The book’s main aim is to show that many of Copernicus’ contemporaries did in fact read De Revolutionibus carefully, which the Gingerich does by hunting down as many first and second edition copies as he can (published in 1543 and 1566 respectively) and examining the notes the various readers left in the margins.

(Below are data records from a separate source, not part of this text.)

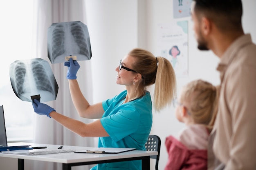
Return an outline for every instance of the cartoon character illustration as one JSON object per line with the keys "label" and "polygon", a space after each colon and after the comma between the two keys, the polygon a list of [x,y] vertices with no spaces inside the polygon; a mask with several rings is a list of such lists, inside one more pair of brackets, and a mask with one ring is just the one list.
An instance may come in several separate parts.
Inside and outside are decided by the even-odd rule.
{"label": "cartoon character illustration", "polygon": [[180,51],[177,45],[174,45],[169,51],[169,54],[172,56],[172,59],[171,63],[173,65],[173,68],[175,67],[175,65],[177,62],[177,56],[180,54]]}
{"label": "cartoon character illustration", "polygon": [[182,6],[182,0],[179,0],[179,6]]}

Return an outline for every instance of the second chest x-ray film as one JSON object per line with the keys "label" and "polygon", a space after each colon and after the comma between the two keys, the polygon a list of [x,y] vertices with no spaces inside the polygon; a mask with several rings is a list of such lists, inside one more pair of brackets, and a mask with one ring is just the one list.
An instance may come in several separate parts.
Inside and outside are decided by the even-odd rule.
{"label": "second chest x-ray film", "polygon": [[47,61],[41,58],[18,60],[11,64],[9,69],[13,89],[22,101],[32,102],[34,96],[40,96],[41,102],[56,99],[58,87]]}
{"label": "second chest x-ray film", "polygon": [[64,63],[70,56],[77,60],[92,57],[87,26],[80,21],[53,23],[48,28],[47,39],[48,57],[52,64]]}

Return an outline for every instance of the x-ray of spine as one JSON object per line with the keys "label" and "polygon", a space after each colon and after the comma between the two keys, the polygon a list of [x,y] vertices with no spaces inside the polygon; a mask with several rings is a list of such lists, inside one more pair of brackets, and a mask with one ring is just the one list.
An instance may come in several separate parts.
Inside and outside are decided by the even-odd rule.
{"label": "x-ray of spine", "polygon": [[40,101],[56,99],[58,87],[48,62],[41,58],[18,60],[10,65],[10,79],[16,96],[32,102],[31,96],[40,95]]}
{"label": "x-ray of spine", "polygon": [[92,51],[87,26],[80,21],[54,23],[47,30],[48,57],[52,63],[64,63],[65,57],[88,60]]}

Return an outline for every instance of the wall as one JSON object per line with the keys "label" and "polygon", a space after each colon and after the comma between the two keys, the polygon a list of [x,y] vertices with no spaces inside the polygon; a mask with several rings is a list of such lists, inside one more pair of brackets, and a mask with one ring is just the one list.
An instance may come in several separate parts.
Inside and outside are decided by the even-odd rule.
{"label": "wall", "polygon": [[[256,18],[252,17],[256,15],[256,1],[242,2],[245,32],[251,33],[253,40],[256,42]],[[189,22],[189,76],[177,79],[178,94],[182,86],[196,79],[202,79],[214,85],[220,83],[216,71],[218,58],[211,51],[197,49],[190,17],[173,19],[172,0],[86,0],[85,2],[92,52],[91,62],[94,103],[112,97],[125,89],[124,86],[115,83],[117,74],[115,69],[120,59],[132,49],[144,48],[159,55],[157,48],[157,25],[173,21],[186,20]],[[151,94],[153,87],[149,89]],[[176,119],[174,111],[171,106],[160,113],[153,113],[151,134],[159,135],[162,141],[159,170],[164,169],[168,157],[165,138],[184,125]],[[6,166],[5,170],[17,169],[13,161],[17,162],[13,159],[0,158],[0,164]]]}

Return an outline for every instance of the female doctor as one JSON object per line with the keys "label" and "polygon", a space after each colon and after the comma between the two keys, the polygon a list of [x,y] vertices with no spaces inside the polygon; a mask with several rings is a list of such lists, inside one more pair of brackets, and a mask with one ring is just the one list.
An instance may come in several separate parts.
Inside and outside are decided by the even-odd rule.
{"label": "female doctor", "polygon": [[[176,78],[170,62],[150,52],[136,48],[120,61],[116,82],[126,90],[112,98],[90,105],[76,80],[80,66],[70,58],[67,78],[73,103],[81,117],[97,120],[88,124],[67,117],[35,99],[35,112],[51,117],[82,137],[99,137],[99,147],[135,148],[145,150],[152,124],[152,104],[146,87],[155,84],[154,107],[159,111],[176,96]],[[92,170],[141,170],[140,160],[99,164]]]}

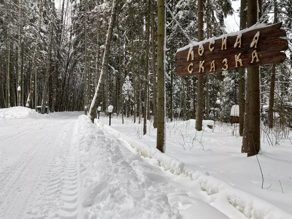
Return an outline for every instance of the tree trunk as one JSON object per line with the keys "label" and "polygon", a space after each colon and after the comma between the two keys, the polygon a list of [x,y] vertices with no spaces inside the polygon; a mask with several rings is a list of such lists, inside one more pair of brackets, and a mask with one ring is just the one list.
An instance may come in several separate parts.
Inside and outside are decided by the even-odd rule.
{"label": "tree trunk", "polygon": [[89,109],[89,117],[91,119],[93,123],[94,121],[94,119],[96,117],[96,110],[98,105],[98,103],[96,101],[96,99],[99,89],[99,86],[101,83],[101,79],[105,72],[106,70],[107,67],[108,65],[110,49],[110,48],[111,42],[112,41],[112,36],[114,25],[116,18],[116,6],[117,0],[113,0],[112,9],[112,14],[111,15],[110,19],[110,23],[109,25],[108,29],[107,30],[106,40],[105,41],[105,48],[104,53],[103,54],[103,58],[102,59],[101,71],[100,72],[100,75],[99,76],[99,79],[98,80],[97,86],[95,89],[94,96],[92,99],[92,101],[91,102],[90,108]]}
{"label": "tree trunk", "polygon": [[[53,5],[51,5],[51,10],[53,10]],[[50,24],[50,33],[49,34],[49,43],[48,49],[48,55],[47,56],[47,63],[46,66],[46,73],[45,76],[45,84],[44,86],[44,91],[43,92],[43,98],[41,101],[41,113],[44,114],[46,113],[46,103],[47,100],[47,93],[48,92],[48,86],[49,84],[49,78],[50,77],[50,68],[51,64],[51,55],[52,54],[52,42],[53,41],[53,29],[54,19],[53,12],[51,14],[52,18]]]}
{"label": "tree trunk", "polygon": [[[19,0],[18,2],[18,14],[19,17],[19,23],[18,26],[18,58],[17,59],[17,74],[18,83],[17,86],[20,86],[21,89],[23,90],[23,87],[21,83],[21,29],[22,28],[22,16],[21,14],[22,2]],[[21,105],[21,92],[18,92],[17,97],[18,105]]]}
{"label": "tree trunk", "polygon": [[[148,87],[149,86],[148,80],[148,72],[149,72],[149,34],[150,29],[150,6],[151,3],[150,1],[148,1],[148,10],[147,12],[146,24],[146,46],[145,48],[145,95],[144,98],[144,121],[143,124],[143,135],[146,134],[147,129],[147,110],[148,108]],[[140,35],[139,35],[140,36]],[[140,41],[140,40],[139,40]]]}
{"label": "tree trunk", "polygon": [[133,92],[134,93],[134,123],[136,122],[136,82],[135,77],[135,58],[134,55],[134,39],[133,39],[133,20],[134,18],[133,12],[132,17],[131,19],[131,44],[132,46],[132,75],[133,77]]}
{"label": "tree trunk", "polygon": [[[257,3],[256,0],[248,0],[247,23],[249,27],[256,23]],[[258,153],[260,146],[260,72],[258,67],[248,68],[249,72],[247,80],[249,86],[246,91],[246,95],[249,97],[247,156],[251,157]]]}
{"label": "tree trunk", "polygon": [[29,81],[29,92],[27,96],[27,99],[26,100],[25,106],[29,107],[31,103],[32,100],[34,96],[34,83],[36,83],[36,81],[34,81],[35,74],[35,68],[36,64],[36,59],[37,58],[39,50],[39,40],[40,37],[41,24],[41,22],[42,13],[43,11],[43,4],[42,0],[40,0],[39,5],[39,21],[37,25],[37,34],[36,35],[36,47],[34,49],[34,52],[32,58],[32,66],[31,68],[30,79]]}
{"label": "tree trunk", "polygon": [[[203,0],[198,1],[198,41],[203,40],[204,25],[203,20]],[[203,123],[203,112],[204,100],[204,75],[198,76],[198,91],[197,94],[197,107],[196,115],[196,129],[198,131],[202,130]]]}
{"label": "tree trunk", "polygon": [[[120,30],[119,27],[118,21],[117,23],[117,27],[118,30],[118,41],[119,45],[119,70],[120,73],[120,98],[121,99],[121,108],[122,113],[122,124],[124,124],[124,113],[123,102],[123,77],[122,77],[122,62],[121,58],[121,41],[120,39]],[[126,49],[125,48],[125,50]]]}
{"label": "tree trunk", "polygon": [[153,124],[154,128],[156,128],[157,127],[157,97],[156,89],[156,58],[155,48],[155,29],[154,11],[155,10],[155,6],[154,0],[152,0],[151,3],[152,9],[151,12],[151,38],[152,47],[152,76],[153,84]]}
{"label": "tree trunk", "polygon": [[169,108],[170,109],[169,112],[169,118],[170,119],[171,122],[172,122],[173,119],[173,101],[172,99],[172,86],[173,81],[173,68],[172,67],[170,71],[170,88],[169,91],[169,95],[170,96],[170,102],[169,104],[170,105],[169,106]]}
{"label": "tree trunk", "polygon": [[[274,0],[274,23],[278,21],[278,16],[276,0]],[[269,128],[274,127],[274,97],[275,95],[275,78],[276,73],[276,64],[272,65],[272,74],[271,77],[271,85],[270,86],[270,101],[269,104]]]}
{"label": "tree trunk", "polygon": [[[241,0],[240,2],[240,30],[246,27],[247,0]],[[244,112],[245,109],[245,69],[241,69],[238,71],[238,92],[239,96],[239,133],[240,136],[243,135],[244,127]],[[242,148],[241,148],[242,150]]]}
{"label": "tree trunk", "polygon": [[165,152],[164,123],[165,120],[164,44],[165,0],[158,0],[157,13],[157,135],[156,147]]}
{"label": "tree trunk", "polygon": [[209,112],[210,110],[210,89],[209,81],[210,80],[210,76],[207,74],[206,76],[206,119],[209,120],[210,119],[209,117]]}
{"label": "tree trunk", "polygon": [[85,0],[85,48],[84,55],[84,114],[87,114],[87,0]]}
{"label": "tree trunk", "polygon": [[[138,116],[139,117],[139,121],[138,122],[138,124],[140,124],[141,123],[141,80],[140,79],[140,75],[141,74],[141,35],[140,33],[140,27],[138,29],[138,34],[139,37],[139,47],[138,49],[138,109],[137,110],[137,112],[138,113]],[[146,47],[147,47],[147,45],[146,45]],[[146,52],[147,52],[146,51]],[[146,77],[146,75],[147,74],[146,72],[145,72],[145,77]],[[146,91],[145,91],[145,94],[146,94]],[[147,101],[146,102],[146,103],[147,103]],[[147,105],[144,105],[144,108]],[[146,107],[147,107],[147,106]],[[144,112],[145,112],[145,111],[144,110]],[[135,113],[136,112],[135,112]],[[146,116],[146,115],[145,114],[144,114],[144,117]],[[145,119],[144,119],[144,121]],[[144,129],[144,128],[143,128]],[[144,133],[144,129],[143,131],[143,133]],[[145,133],[146,133],[146,132]],[[143,134],[145,135],[145,134]]]}
{"label": "tree trunk", "polygon": [[7,57],[7,77],[6,78],[6,90],[7,91],[7,99],[6,102],[7,103],[6,107],[8,108],[10,107],[10,88],[11,85],[10,85],[10,81],[11,80],[10,77],[10,68],[11,67],[11,63],[10,63],[10,58],[11,56],[11,47],[10,45],[10,41],[11,40],[11,33],[10,30],[10,24],[9,25],[9,27],[8,28],[8,57]]}

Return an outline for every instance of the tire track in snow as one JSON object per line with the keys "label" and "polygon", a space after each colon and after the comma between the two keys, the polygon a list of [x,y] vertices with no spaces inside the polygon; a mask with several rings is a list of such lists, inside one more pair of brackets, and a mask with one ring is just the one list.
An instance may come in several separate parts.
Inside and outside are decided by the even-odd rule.
{"label": "tire track in snow", "polygon": [[[53,150],[44,168],[42,189],[31,205],[25,218],[77,218],[80,199],[77,156],[77,123],[62,133],[58,145]],[[82,209],[82,208],[81,208]]]}
{"label": "tire track in snow", "polygon": [[[21,122],[20,121],[19,121],[19,122]],[[49,123],[46,127],[45,129],[49,130],[51,129],[52,128],[55,128],[56,126],[59,126],[60,124],[62,124],[63,123],[63,122],[54,123],[53,124]],[[26,123],[26,126],[29,127],[31,125],[33,125],[34,128],[32,129],[31,128],[27,128],[26,127],[24,127],[24,128],[23,128],[22,127],[20,131],[16,132],[16,133],[13,133],[13,134],[10,135],[4,136],[4,138],[2,139],[0,138],[1,145],[1,147],[0,147],[0,154],[1,155],[1,156],[0,156],[0,165],[1,164],[3,164],[5,163],[5,161],[6,160],[7,157],[7,151],[8,149],[8,147],[9,146],[15,142],[19,142],[20,139],[23,138],[24,137],[26,137],[28,134],[37,133],[37,131],[40,129],[40,127],[41,127],[43,124],[39,122],[32,123],[31,124],[27,124]],[[18,126],[19,126],[19,125]],[[0,130],[1,130],[1,129]],[[44,137],[43,136],[43,137]],[[26,139],[24,140],[24,141],[25,141],[26,140]],[[17,143],[16,144],[17,145]],[[14,144],[15,146],[15,144]],[[18,145],[17,145],[17,146],[18,146]],[[27,150],[24,150],[23,151],[24,153],[31,152],[31,149],[30,148],[28,148]],[[0,174],[1,174],[1,173],[0,173]],[[0,191],[1,191],[1,190],[0,190]]]}
{"label": "tire track in snow", "polygon": [[4,200],[0,209],[0,215],[2,215],[3,218],[23,218],[31,192],[35,189],[36,180],[42,169],[44,162],[47,159],[47,154],[52,148],[51,146],[50,147],[50,142],[52,140],[55,141],[60,132],[60,129],[55,127],[55,128],[44,138],[41,136],[38,138],[32,150],[24,153],[18,163],[8,167],[11,173],[4,184],[9,187],[4,191],[7,192],[2,197],[6,197],[6,200]]}

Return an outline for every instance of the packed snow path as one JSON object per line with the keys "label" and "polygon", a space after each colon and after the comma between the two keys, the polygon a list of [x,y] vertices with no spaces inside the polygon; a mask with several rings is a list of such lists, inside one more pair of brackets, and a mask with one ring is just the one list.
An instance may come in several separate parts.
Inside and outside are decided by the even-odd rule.
{"label": "packed snow path", "polygon": [[81,114],[0,120],[0,218],[77,218]]}

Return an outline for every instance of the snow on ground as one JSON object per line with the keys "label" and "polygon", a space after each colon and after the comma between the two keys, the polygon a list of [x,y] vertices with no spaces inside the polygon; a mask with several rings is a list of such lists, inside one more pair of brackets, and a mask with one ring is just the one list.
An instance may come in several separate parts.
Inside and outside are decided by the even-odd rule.
{"label": "snow on ground", "polygon": [[[143,150],[145,142],[153,145],[155,132],[152,130],[150,136],[139,139],[140,131],[137,126],[135,131],[130,121],[122,126],[117,125],[119,120],[112,120],[112,128],[120,128],[130,137],[121,139],[116,137],[118,131],[113,132],[111,127],[104,125],[105,129],[96,122],[92,124],[84,115],[78,118],[83,112],[46,115],[27,110],[0,110],[1,219],[292,218],[269,203],[290,210],[291,185],[285,179],[291,173],[288,145],[284,148],[286,157],[275,149],[278,145],[269,152],[263,147],[263,154],[259,156],[266,171],[266,184],[273,178],[277,178],[275,182],[278,178],[281,180],[284,192],[281,196],[276,185],[273,188],[274,181],[270,188],[262,190],[259,183],[251,181],[259,180],[254,159],[248,159],[250,164],[246,161],[233,144],[240,138],[229,137],[224,130],[220,140],[213,143],[209,142],[220,132],[216,128],[214,133],[198,135],[197,138],[203,140],[200,146],[196,140],[190,150],[185,151],[176,141],[181,142],[180,135],[190,133],[193,129],[178,122],[174,125],[175,133],[173,128],[167,129],[171,137],[167,138],[167,154],[161,155],[155,148]],[[179,131],[178,127],[184,126]],[[189,137],[186,136],[185,140]],[[131,144],[130,138],[135,140]],[[217,147],[211,144],[214,142]],[[269,157],[265,155],[268,152]],[[264,156],[267,161],[261,158]],[[277,162],[273,161],[276,159]],[[180,161],[185,162],[184,167]],[[275,171],[268,177],[265,166],[272,171],[285,164],[283,172]],[[205,172],[187,169],[190,168]],[[228,172],[235,170],[239,173]]]}
{"label": "snow on ground", "polygon": [[178,187],[157,160],[142,159],[85,116],[79,122],[85,218],[229,218]]}
{"label": "snow on ground", "polygon": [[[101,121],[108,124],[108,118],[101,115],[100,119]],[[116,116],[114,116],[111,127],[125,135],[139,139],[141,142],[155,146],[156,130],[149,121],[148,133],[142,136],[142,124],[138,126],[136,123],[134,125],[131,119],[125,118],[124,121],[122,125],[120,117],[117,119]],[[262,176],[256,157],[247,158],[246,154],[241,152],[242,138],[236,136],[234,127],[219,126],[217,124],[214,126],[213,130],[205,127],[204,132],[196,132],[193,120],[190,120],[189,122],[175,121],[168,124],[166,154],[183,162],[185,170],[190,168],[206,173],[292,213],[292,145],[290,141],[283,140],[279,145],[274,147],[269,146],[266,140],[264,143],[262,142],[263,153],[258,156],[264,178],[264,188],[262,189]],[[206,201],[204,199],[202,199]],[[207,202],[213,204],[211,201],[207,200]],[[245,206],[251,203],[245,204]],[[260,204],[255,204],[255,206],[260,206]],[[240,210],[240,206],[237,207],[239,210]],[[273,206],[271,205],[271,208],[273,208]],[[281,211],[279,208],[276,208],[276,212]],[[267,210],[261,209],[263,212]],[[247,208],[246,210],[248,211]],[[287,215],[288,218],[292,218],[291,215]]]}

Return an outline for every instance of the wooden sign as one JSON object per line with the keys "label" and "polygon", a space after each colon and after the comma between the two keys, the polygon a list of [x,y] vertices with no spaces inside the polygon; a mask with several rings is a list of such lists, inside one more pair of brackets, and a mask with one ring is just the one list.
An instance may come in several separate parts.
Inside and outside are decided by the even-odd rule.
{"label": "wooden sign", "polygon": [[[260,24],[261,26],[263,25]],[[282,23],[194,42],[178,50],[177,76],[213,73],[284,61],[288,48]]]}

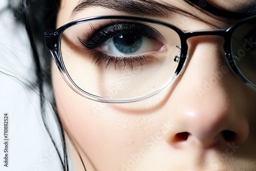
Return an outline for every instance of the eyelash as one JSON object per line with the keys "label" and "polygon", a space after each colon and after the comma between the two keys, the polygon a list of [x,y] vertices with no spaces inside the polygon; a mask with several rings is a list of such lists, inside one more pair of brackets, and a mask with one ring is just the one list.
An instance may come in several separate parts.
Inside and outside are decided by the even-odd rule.
{"label": "eyelash", "polygon": [[[92,35],[90,35],[89,33],[87,35],[83,34],[87,37],[86,40],[83,40],[82,38],[77,36],[80,44],[86,50],[95,49],[109,38],[129,32],[136,33],[136,36],[145,37],[152,40],[158,40],[160,37],[154,29],[141,24],[114,23],[112,22],[111,24],[109,25],[104,27],[100,26],[100,28],[97,30],[91,24],[90,24],[90,27]],[[129,57],[113,56],[104,54],[102,52],[97,50],[94,51],[90,56],[93,57],[93,61],[95,61],[95,64],[98,66],[104,62],[106,63],[105,67],[105,70],[108,68],[109,69],[112,64],[114,64],[115,70],[116,70],[117,66],[122,63],[124,70],[128,65],[132,70],[135,62],[137,62],[142,67],[147,59],[149,58],[155,59],[155,57],[152,55],[146,55]]]}

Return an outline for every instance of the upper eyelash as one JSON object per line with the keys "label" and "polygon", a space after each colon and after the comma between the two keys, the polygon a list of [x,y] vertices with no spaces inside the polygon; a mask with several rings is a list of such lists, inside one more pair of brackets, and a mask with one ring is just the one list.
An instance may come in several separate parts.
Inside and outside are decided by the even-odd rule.
{"label": "upper eyelash", "polygon": [[87,35],[84,33],[87,38],[86,40],[77,36],[81,45],[86,49],[94,49],[114,36],[118,35],[124,31],[132,32],[134,30],[136,30],[136,33],[138,35],[153,40],[157,39],[159,37],[154,29],[141,24],[112,22],[112,24],[104,27],[101,26],[98,30],[90,24],[93,33],[92,36],[90,36],[89,33],[87,33]]}

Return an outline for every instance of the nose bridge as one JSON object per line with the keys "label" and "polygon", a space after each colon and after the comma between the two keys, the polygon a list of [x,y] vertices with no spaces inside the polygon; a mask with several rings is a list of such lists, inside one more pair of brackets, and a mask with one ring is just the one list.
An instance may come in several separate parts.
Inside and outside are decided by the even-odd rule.
{"label": "nose bridge", "polygon": [[214,30],[196,31],[188,31],[185,33],[187,39],[193,37],[202,36],[219,36],[221,37],[226,37],[226,32],[225,29],[219,29]]}
{"label": "nose bridge", "polygon": [[[240,107],[231,100],[236,96],[229,86],[237,81],[228,78],[233,76],[224,62],[223,39],[216,35],[200,36],[187,40],[189,61],[165,109],[168,120],[175,125],[165,140],[175,146],[181,141],[185,142],[183,144],[194,141],[207,146],[231,139],[241,143],[248,134],[248,126],[236,110]],[[173,113],[169,113],[169,109]]]}

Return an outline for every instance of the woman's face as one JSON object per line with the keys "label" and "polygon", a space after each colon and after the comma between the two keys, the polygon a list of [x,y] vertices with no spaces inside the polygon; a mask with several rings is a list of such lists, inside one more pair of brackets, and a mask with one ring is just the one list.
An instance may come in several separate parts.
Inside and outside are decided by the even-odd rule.
{"label": "woman's face", "polygon": [[[130,1],[140,3],[140,7],[145,10],[145,7],[148,7],[147,9],[163,13],[162,10],[157,11],[160,5],[172,6],[198,17],[168,10],[165,12],[170,15],[163,16],[152,16],[151,10],[148,13],[141,12],[141,10],[137,12],[140,16],[147,15],[183,30],[225,28],[233,22],[226,18],[215,19],[183,1],[88,0],[85,1],[88,6],[74,12],[74,9],[82,1],[61,1],[57,27],[91,16],[131,15],[129,8],[116,5],[118,2],[128,4]],[[154,7],[150,8],[150,5],[153,2]],[[202,1],[199,6],[205,5],[204,2]],[[210,2],[220,8],[233,11],[250,1]],[[110,9],[114,5],[116,8]],[[239,80],[227,67],[223,59],[223,39],[219,36],[189,39],[187,66],[172,86],[148,99],[129,103],[102,103],[80,96],[70,88],[52,62],[57,111],[65,130],[78,148],[87,169],[254,169],[256,92]],[[163,45],[159,46],[159,50],[165,53],[168,50],[168,45]],[[71,57],[76,53],[75,48],[67,49]],[[71,57],[66,60],[66,65],[73,68],[71,72],[75,73],[78,79],[81,75],[79,71],[95,65],[92,59],[81,60],[74,61]],[[80,65],[83,62],[86,67]],[[87,72],[88,74],[95,72],[93,70]],[[110,85],[111,79],[108,82]],[[132,91],[122,93],[128,95],[132,94]],[[76,159],[73,162],[76,170],[81,169]]]}

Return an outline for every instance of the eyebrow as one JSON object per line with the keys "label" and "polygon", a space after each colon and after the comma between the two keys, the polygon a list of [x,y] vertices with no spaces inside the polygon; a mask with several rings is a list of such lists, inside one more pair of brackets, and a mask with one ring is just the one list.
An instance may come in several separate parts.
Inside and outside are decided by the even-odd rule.
{"label": "eyebrow", "polygon": [[175,11],[182,11],[172,5],[165,5],[151,0],[80,0],[72,14],[86,8],[101,7],[131,15],[167,18]]}
{"label": "eyebrow", "polygon": [[[224,17],[241,19],[256,14],[256,3],[254,2],[240,7],[234,12],[231,12],[218,8],[207,1],[185,0],[184,1],[201,11],[207,11],[213,14]],[[199,3],[202,4],[202,1],[206,3],[206,5],[204,7],[196,5],[200,4]],[[101,7],[131,15],[161,18],[169,17],[173,15],[174,12],[189,14],[189,12],[172,5],[164,5],[151,0],[80,0],[74,9],[72,15],[93,7]]]}
{"label": "eyebrow", "polygon": [[[226,18],[242,19],[256,14],[256,2],[248,3],[245,5],[240,6],[232,12],[222,9],[220,7],[216,7],[208,2],[209,1],[184,1],[201,11],[206,11],[213,14]],[[196,4],[199,5],[197,6]]]}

In Copernicus’ own introduction to De Revolutionibus, he wrote about his concern that his ideas about the mobility of the Earth would lead to his “being hissed off stage”. Gingerich adds in a foot-note:
Copernicus used the Latin word explodendum, which means “being hissed or clapped off the stage.” The Oxford English Dictionary confirms that this is also the original but now obsolete meaning of the English word explode, which did not pick up the modern meaning of “to blow up with a loud noise” until around 1700. Shakespeare never used the word despite its theatrical connotation, but his contemporary Kepler did, undoubtedly in an echo of Copernicus’ usage, when in the introduction to his Astronomia nova, he wrote (in Latin), “First, Ptolemy is certainly hissed off the stage.” Kepler may have been sensitized to the word by Galileo, who used it in his first letter to Kepler in 1597.(p. 135)
My elementary Lewis and Short gives the following definition for explodo:
explodo, si, sus, ere [ex+plaudo], to drive out, hiss away, hoot off… To reject, disapprove.
Cicero uses the word in a similar context, in his De Divinatione (Concerning Fortune-telling):
Explodatur haec quoque somniorum divinatio pariter cum ceteris.
This fortune-telling by means of dreams must also be hissed off stage, along with all the rest.